Resta in carcere Massimo Cannone. «L’ho uccisa perché mi sentivo oppresso, come costretto agli arresti domiciliari da lei». Avrebbe detto questo agli inquirenti il tappezziere di Lentini (Siracusa) dopo essere stato arrestato, per il rischio che stesse organizzando di scappare, con l’accusa di avere ammazzato la moglie 45enne Naima Zahir. Un’accusa che lui stesso ha ammesso dopo avere ritrattato una prima versione, sostenuta durante un lungo interrogatorio, in cui aveva spinto sull’ipotesi che la donna si fosse tolta la vita da sola. A convalidare il fermo è stato il giudice per le indagini preliminari del tribunale di Siracusa, su richiesta del pubblico ministero Gaetano Bono che ha coordinato l’inchiesta della polizia.
Stando a quanto emerso finora, intorno alle 22 di sabato scorso, Cannone avrebbe sferrato alla donna – con cui era sposato da 25 anni – due coltellate al collo. Un delitto avvenuto all’interno della loro abitazione in via Ronchi nel quartiere Santa Maria Vecchia, nel centro storico della cittadina del Siracusano. Lì, nella camera da letto, l’avrebbe colpita mentre la donna era sdraiata con le cuffie alle orecchie per ascoltare la musica e intenta a navigare su internet con il cellulare. Non è ancora chiaro se si sia trattato di un gesto che il tappezziere avesse già pianificato.
In un primo momento Cannone, anche davanti alle telecamere, ha parlato dell’ipotesi di un suicidio o di un’aggressione da parte di qualcuno che era entrato in casa. Una versione che non aveva convinto gli inquirenti e che l’uomo ha poi ritrattato, confessando di avere ucciso Naima. Ed è stato lui a ricostruire come sarebbero andati i fatti quella sera, a partire dalle due pizze surgelate mangiate insieme alla moglie e al figlio.

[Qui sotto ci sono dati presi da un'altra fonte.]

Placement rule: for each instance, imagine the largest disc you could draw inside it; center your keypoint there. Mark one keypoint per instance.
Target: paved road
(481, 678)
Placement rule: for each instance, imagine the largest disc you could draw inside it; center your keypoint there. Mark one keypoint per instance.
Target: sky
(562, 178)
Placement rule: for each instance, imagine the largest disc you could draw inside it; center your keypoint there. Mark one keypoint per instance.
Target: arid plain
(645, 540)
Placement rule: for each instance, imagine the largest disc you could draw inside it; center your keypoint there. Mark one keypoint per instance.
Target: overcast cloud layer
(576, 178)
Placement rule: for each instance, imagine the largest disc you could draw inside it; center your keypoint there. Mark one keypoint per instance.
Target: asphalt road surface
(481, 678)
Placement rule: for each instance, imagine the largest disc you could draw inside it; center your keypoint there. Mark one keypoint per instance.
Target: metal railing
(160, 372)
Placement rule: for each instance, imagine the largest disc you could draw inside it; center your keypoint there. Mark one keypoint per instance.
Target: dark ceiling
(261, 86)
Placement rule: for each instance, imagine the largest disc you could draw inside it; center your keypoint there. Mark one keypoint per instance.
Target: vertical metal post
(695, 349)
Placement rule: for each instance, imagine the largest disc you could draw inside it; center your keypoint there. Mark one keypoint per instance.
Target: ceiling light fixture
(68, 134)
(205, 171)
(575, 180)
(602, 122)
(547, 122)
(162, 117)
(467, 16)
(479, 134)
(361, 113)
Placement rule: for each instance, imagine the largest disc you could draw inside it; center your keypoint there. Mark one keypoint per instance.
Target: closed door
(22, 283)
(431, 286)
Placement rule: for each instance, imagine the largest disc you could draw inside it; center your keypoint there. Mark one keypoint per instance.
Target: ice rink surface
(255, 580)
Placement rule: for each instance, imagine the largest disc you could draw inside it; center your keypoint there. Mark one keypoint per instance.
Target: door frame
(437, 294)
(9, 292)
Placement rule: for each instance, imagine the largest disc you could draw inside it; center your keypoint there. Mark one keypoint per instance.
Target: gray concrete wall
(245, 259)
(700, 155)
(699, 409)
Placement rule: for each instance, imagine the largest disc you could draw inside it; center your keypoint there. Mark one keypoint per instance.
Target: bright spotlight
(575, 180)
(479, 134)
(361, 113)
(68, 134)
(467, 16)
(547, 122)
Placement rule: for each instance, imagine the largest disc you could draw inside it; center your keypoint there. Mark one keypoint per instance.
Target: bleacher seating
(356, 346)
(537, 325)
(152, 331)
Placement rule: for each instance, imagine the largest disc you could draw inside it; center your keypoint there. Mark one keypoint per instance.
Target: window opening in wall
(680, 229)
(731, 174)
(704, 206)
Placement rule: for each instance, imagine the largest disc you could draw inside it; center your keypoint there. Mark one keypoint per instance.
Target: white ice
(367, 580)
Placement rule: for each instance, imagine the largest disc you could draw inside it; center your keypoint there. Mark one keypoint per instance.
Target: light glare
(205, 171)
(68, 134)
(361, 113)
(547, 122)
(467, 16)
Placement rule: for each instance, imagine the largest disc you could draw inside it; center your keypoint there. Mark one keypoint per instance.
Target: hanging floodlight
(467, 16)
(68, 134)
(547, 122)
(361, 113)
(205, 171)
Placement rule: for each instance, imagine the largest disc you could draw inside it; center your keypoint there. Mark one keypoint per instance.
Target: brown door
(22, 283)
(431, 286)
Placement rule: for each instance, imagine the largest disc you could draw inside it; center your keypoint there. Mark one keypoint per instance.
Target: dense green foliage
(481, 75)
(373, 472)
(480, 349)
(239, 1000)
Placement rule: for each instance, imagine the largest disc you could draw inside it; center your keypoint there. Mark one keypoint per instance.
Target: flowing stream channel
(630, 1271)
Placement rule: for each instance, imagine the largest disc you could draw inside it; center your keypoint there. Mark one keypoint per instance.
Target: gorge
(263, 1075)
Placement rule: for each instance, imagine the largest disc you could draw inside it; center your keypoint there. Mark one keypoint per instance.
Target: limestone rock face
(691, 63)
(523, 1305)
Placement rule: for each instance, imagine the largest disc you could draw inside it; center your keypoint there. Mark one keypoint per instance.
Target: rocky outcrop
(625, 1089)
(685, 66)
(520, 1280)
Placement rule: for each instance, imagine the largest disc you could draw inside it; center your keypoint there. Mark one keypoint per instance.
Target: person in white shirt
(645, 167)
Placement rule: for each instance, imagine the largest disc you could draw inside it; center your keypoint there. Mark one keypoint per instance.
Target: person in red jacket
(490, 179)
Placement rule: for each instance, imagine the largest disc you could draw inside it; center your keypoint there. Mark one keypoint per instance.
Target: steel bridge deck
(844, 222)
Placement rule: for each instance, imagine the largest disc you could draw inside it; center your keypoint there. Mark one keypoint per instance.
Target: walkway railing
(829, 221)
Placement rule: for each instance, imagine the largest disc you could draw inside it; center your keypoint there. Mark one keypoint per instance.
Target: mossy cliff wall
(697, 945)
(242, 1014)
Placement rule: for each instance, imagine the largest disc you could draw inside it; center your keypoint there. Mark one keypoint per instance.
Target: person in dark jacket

Cannone aveva inoltre ammesso subito di avere provveduto a pulire tutto il sangue con un mocio, inquinando quindi la scena del crimine. Inoltre, anziché chiamare l’ambulanza per soccorrere la moglie, l’uomo sarebbe andato a bere una birra e poi dal fratello – che avrebbe chiamato il 112 – a cui avrebbe raccontato di avere trovato la donna senza vita appena rincasato.